Nr. 45/2014 vom 06.11.2014

Von Jürg Fischer und Karin HoffstenMail an AutorIn

Flussdiagrammatikalische

«Das grösste verbliebene Areal im Kanton liegt im Glattal. In Dietikon genauer, in der Verlängerung des Limmatfeldes, das mit seinem 80 Meter hohen Wohnturm Limmat Tower bereits heute grossstädtisches Flair verströmt.» Jedoch der «Tages-Anzeiger», in dem dies stand, kein geografisches. Dietikon und Dietlikon verwechseln, das könnte uns auch passieren, wobei Letzteres im Glattal zu finden wäre, doch alles fliesst nicht in Dietikon, auch wenn es einst hiess: «Glatt für alli».
Jürg Fischer

Konservierende

Nur weil eine Zeitung Kurzfutter produziert, heisst das nicht, dass dieses nicht inhaltlich relevant sein kann, aber auch nicht, dass da keine Stilblüten gedeihen. So formulierte der «Blick am Abend»: «In Zeiten gesellschaftlicher Umbrüche und politischer Unsicherheit regiert das Misstrauen. Es blühen die Gerüchte, die im Laufe der Zeit zu ganzen Verschwörungskomplexen hochsterilisiert werden.» Falsches Bild, sagen Sie? Es ist doch nur konsequent: Wo etwas hochgekocht wurde, ist es nachher sterilisiert und umso länger haltbar.
Jürg Fischer

Ungierige

«Jugend-Sparkonten: Sparkonten für Kinder und Jugendliche sind gefragt, trotz hoher Zinsen», wusste die NZZ. Genau so wird es sein.
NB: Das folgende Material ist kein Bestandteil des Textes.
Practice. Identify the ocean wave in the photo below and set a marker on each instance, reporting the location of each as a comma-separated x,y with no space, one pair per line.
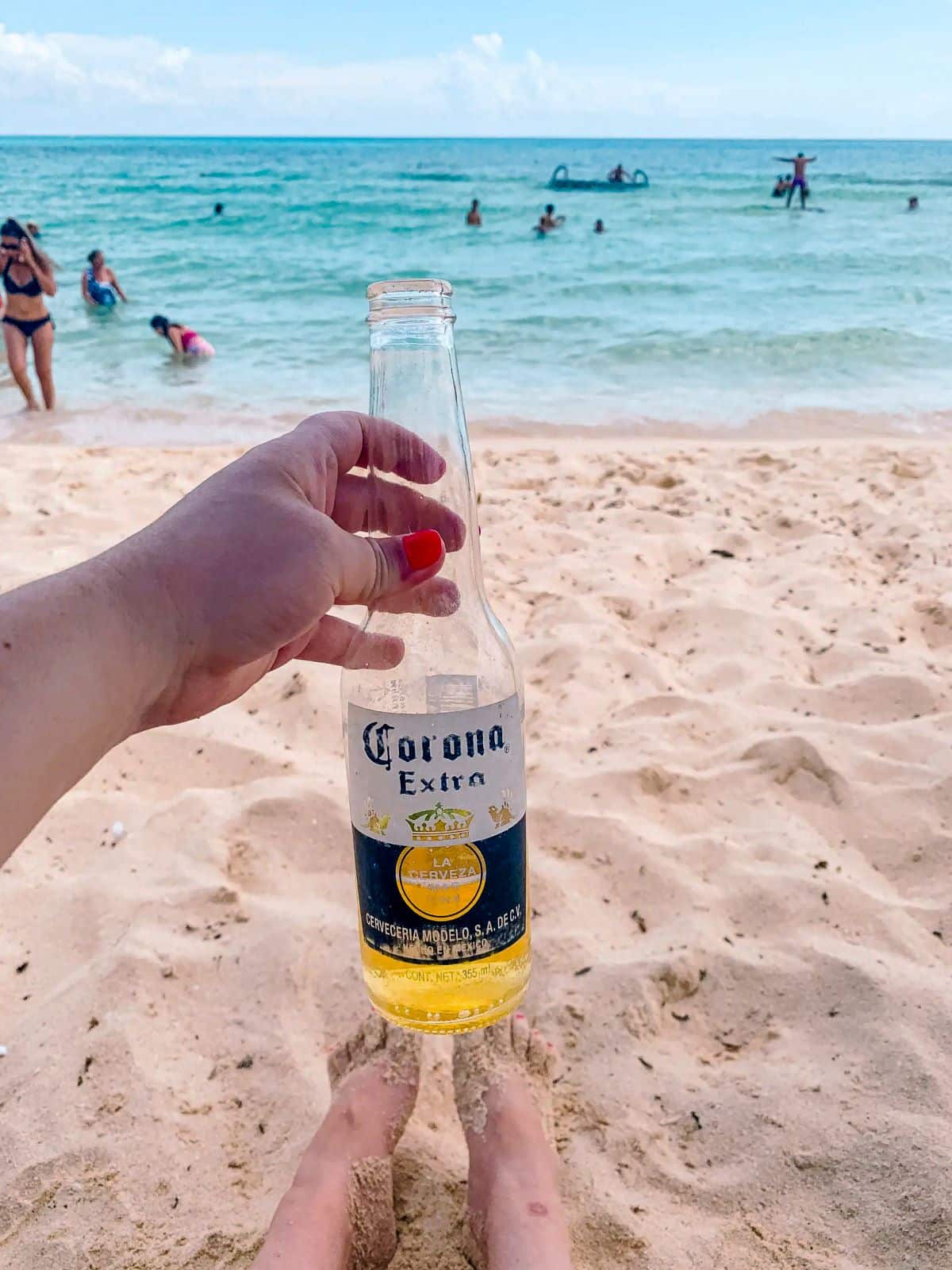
433,175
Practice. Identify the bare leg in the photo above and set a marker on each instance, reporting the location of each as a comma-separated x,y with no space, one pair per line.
44,362
340,1210
17,360
503,1094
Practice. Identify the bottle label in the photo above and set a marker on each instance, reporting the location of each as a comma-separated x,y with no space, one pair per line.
438,810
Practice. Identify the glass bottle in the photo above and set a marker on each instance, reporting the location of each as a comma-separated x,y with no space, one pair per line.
435,747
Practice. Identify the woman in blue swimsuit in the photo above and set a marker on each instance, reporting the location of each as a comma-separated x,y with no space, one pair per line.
27,275
99,283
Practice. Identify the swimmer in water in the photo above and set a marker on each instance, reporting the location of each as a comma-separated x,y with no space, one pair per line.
99,283
550,221
799,177
184,341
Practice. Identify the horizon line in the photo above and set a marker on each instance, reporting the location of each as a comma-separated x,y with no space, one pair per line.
308,137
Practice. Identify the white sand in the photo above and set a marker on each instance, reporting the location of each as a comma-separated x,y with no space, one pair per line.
740,783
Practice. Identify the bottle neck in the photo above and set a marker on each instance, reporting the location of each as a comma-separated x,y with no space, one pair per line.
416,381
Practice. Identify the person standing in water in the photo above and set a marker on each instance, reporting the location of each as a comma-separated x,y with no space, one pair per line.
550,221
99,283
184,341
799,177
27,276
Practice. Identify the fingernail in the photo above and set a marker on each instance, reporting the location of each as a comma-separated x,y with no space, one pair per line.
422,549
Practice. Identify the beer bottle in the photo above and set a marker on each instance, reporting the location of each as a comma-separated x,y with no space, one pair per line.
435,747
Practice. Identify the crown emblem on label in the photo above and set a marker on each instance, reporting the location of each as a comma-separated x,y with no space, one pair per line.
440,825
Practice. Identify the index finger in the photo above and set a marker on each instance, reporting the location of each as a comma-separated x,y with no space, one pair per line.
365,441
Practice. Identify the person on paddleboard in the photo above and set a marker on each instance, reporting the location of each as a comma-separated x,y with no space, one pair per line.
799,177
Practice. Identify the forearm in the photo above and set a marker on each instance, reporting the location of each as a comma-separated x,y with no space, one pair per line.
78,670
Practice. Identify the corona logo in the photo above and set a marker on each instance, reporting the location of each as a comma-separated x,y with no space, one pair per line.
440,825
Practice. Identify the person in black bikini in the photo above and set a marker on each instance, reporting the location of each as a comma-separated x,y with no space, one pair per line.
27,276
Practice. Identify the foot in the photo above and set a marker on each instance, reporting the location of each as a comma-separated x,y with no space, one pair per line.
340,1210
503,1081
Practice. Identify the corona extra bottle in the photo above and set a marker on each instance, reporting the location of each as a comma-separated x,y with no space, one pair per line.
435,747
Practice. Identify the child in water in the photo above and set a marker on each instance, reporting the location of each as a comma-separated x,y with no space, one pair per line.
184,341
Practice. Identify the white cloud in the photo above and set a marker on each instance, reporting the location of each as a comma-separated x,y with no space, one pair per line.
75,83
489,44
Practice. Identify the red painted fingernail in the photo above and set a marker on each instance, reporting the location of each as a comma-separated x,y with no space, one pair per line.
423,549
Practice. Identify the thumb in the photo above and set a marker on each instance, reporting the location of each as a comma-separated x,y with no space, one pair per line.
371,569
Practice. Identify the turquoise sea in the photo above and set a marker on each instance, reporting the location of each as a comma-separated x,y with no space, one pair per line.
706,302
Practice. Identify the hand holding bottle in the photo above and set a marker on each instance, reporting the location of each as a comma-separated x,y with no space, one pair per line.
232,582
253,559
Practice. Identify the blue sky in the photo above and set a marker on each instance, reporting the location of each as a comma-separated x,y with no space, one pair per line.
423,67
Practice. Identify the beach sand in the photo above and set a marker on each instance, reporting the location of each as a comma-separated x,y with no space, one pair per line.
736,664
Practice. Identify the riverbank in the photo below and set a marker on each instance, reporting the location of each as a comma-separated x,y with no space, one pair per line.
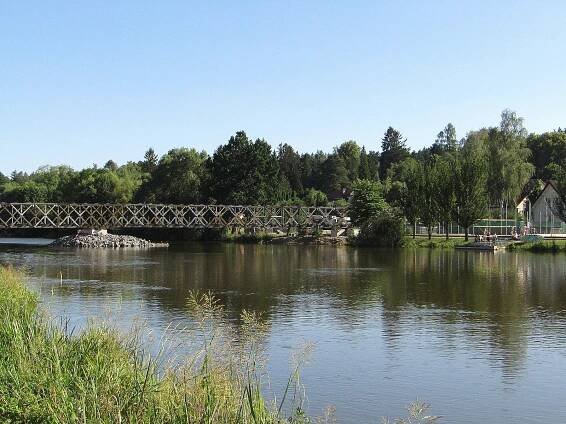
46,375
540,246
434,243
101,376
104,240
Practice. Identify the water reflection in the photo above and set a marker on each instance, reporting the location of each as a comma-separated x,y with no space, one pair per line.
406,315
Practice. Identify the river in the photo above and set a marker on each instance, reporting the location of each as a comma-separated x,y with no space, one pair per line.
481,336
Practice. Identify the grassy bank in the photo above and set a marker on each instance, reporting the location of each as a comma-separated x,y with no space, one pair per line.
48,376
99,376
541,246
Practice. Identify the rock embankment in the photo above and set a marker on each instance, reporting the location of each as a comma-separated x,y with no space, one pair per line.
104,241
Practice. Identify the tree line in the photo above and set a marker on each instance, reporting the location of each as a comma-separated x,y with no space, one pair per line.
452,180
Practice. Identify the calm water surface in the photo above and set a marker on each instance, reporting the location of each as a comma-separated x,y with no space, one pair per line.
480,336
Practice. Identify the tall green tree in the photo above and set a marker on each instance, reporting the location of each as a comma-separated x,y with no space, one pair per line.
428,200
471,198
446,198
548,153
508,159
446,140
350,153
150,160
244,172
410,190
364,169
178,178
393,150
335,175
290,167
367,202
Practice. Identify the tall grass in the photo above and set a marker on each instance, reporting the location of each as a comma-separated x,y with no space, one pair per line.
49,375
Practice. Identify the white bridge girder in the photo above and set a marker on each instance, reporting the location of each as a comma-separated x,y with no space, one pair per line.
84,215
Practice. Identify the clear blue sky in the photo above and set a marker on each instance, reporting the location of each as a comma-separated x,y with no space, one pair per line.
86,81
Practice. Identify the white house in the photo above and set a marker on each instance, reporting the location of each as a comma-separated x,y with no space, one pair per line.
540,212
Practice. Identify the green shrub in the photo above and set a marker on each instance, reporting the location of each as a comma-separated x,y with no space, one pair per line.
385,231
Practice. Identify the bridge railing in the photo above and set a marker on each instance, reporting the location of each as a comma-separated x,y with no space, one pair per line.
102,215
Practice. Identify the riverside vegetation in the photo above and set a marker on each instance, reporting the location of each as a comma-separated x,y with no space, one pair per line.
48,375
452,180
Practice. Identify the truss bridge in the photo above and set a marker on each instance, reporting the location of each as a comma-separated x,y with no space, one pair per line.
60,215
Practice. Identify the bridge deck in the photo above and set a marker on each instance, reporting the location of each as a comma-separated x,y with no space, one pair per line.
59,215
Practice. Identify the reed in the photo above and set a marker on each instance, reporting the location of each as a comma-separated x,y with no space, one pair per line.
50,375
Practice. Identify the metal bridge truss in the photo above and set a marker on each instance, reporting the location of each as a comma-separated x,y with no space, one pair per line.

Die Jugend von heute schämt sich ein bisschen für die hohen Zinsen, aber man gönnt sich ja sonst nichts.
Jürg Fischer

Langatmige

«Gassenhauer der Barockmusik» zählte SRF.ch im Rahmen seines Themenschwerpunkts auf, darunter auch «Händels Oratorium ‹The Messiah›, das die Geburt Christi bis zur Himmelfahrt nacherzählt». Zum Glück hat keiner der Evangelisten explizit erwähnt, dass der göttliche Geburtsvorgang so lang gedauert hat, sonst müssten wir jeweils nicht nur ein halbes Jahr, sondern 33 Jahre am Stück mit «Jingle Bells» und Weihnachtsdeko leben.
Karin Hoffsten

Ausreichende

Neues aus dem geheimnisumwitterten Reich der Statistik wusste die «Aargauer Zeitung»: «In drei von zwei Haushalten befindet sich ein Tablet (68 Prozent).» Mit der hier angewandten Zählmethode liesse sich zweifellos auch der Welthunger besiegen.
Karin Hoffsten

Unverschämte

Der «Tages-Anzeiger» informierte: «Kritiker monieren, viele gesetzliche Regeln der Jagd seien bei der Sonderjagd au- sser Kraft.» Offenbar hat da tatsächlich jemand mitten im Satz geschossen!
Karin Hoffsten

Geschlechtliche

Unser letztwöchiger Titel «Der Virus, der Tod, die Angst» erregte Widerspruch. Während sich Leserin Z. echauffierte: «Ist noch nicht zu Euch durchgedrungen, dass es DAS Virus heisst?», fand Leser B. mildere Worte: «‹Das Virus Der Tod Die Angst› wär doch fantastisch gewesen. Aber klar, ‹der› Virus ist nach Duden auch nicht falsch.» Der meint nämlich: «Ein Virus ist nicht nur in medizinischer, sondern auch in sprachlicher Hinsicht ein Verwandlungskünstler.» Wir danken herzlich und wünschen Frau Z. schnelle Erholung.